Grid user crash course

From GridPP Wiki
Revision as of 15:23, 23 October 2013 by Stephen jones (Talk | contribs)

(diff) ← Older revision | Latest revision (diff) | Newer revision → (diff)
Jump to: navigation, search

Using the Grid

The information herein is summarized from the currently most comprehensive document for new Grid users, i.e. gLite User Guide. That document is long, but it's worth knowing what it contains. A link it can be found on this page: http://www.gridpp.ac.uk/deployment/users/

This is a crash course on using the grid. Hopefully, if you use this course, your jobs won't crash. I assume from the start that you already have a configured UI at your disposal, although we have a tutorial on that too, should you need it.


Getting a grid certificate

Getting a grid certificate is a multi-step process, and is run by the UK e-science Certificate Authority, which is part of the National Grid Service. To start the process, you need to choose a web browser (e.g.

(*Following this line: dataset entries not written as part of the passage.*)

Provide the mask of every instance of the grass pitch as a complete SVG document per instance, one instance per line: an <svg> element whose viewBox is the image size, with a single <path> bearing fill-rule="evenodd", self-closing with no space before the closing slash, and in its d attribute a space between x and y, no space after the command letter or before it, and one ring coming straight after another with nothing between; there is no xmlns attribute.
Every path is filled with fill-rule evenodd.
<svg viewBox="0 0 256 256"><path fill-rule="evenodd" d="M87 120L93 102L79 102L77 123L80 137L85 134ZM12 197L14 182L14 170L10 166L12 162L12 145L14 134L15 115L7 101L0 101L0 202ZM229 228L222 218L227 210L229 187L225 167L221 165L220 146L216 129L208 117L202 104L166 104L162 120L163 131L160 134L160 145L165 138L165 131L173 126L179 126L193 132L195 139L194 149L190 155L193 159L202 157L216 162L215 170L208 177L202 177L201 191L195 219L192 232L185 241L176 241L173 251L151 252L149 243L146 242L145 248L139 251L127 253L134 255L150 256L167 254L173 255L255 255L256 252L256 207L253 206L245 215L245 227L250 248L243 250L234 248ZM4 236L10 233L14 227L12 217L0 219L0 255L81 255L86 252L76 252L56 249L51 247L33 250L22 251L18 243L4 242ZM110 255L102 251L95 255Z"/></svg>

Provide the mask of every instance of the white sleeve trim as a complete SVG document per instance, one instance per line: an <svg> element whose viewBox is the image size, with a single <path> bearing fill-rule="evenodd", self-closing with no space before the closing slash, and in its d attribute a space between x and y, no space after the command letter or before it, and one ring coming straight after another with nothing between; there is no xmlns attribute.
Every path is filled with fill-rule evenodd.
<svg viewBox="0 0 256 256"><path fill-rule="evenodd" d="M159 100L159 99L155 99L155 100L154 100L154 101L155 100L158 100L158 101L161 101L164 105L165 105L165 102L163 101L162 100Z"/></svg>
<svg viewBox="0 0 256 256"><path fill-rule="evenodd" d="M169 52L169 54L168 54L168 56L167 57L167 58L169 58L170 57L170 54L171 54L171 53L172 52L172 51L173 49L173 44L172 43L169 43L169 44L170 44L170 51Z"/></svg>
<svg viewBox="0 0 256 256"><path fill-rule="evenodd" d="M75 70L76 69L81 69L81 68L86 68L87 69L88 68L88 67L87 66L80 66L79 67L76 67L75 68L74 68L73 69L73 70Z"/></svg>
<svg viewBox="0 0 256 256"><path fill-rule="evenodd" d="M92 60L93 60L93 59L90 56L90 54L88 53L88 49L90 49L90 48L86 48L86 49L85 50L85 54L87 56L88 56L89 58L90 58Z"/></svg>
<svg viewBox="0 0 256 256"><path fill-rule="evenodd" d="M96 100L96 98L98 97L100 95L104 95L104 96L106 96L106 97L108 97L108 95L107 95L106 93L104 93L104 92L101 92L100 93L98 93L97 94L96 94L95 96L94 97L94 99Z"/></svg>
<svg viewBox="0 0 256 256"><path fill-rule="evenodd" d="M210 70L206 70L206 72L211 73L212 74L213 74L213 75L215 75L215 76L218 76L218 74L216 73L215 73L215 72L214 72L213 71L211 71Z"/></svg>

Firefox) that you will have consistent access to (you need to use the same system for both requesting your certificate and retrieving it when it's ready). Don't use a temporary login anywhere.

Using the browser visit https://ca.grid-support.ac.uk/ and select the 'Request a Certificate' option, then choose 'User Certificate', fill in your personal details (using your departmental email address) and select the appropriate registration authority (RA) for your site. Further instructions will then be emailed to you; once that has happened you should get a further email from the RA staff, and you'll then need to visit them in person, with some photo-id.

Joining a VO

Your grid certificate identifies you to the grid as an individual user, but it's not enough on its own to allow you to run jobs; you also need to join a Virtual Organisation (VO). These are essentially just user groups, typically one per experiment, and individual grid sites can choose to support (or not) work by users of a particular VO. Most sites support the four LHC VOs, fewer support the smaller experiments. The sign-up procedures vary from VO to VO, UK ones typically require a manual approval step, LHC ones require an active CERN account.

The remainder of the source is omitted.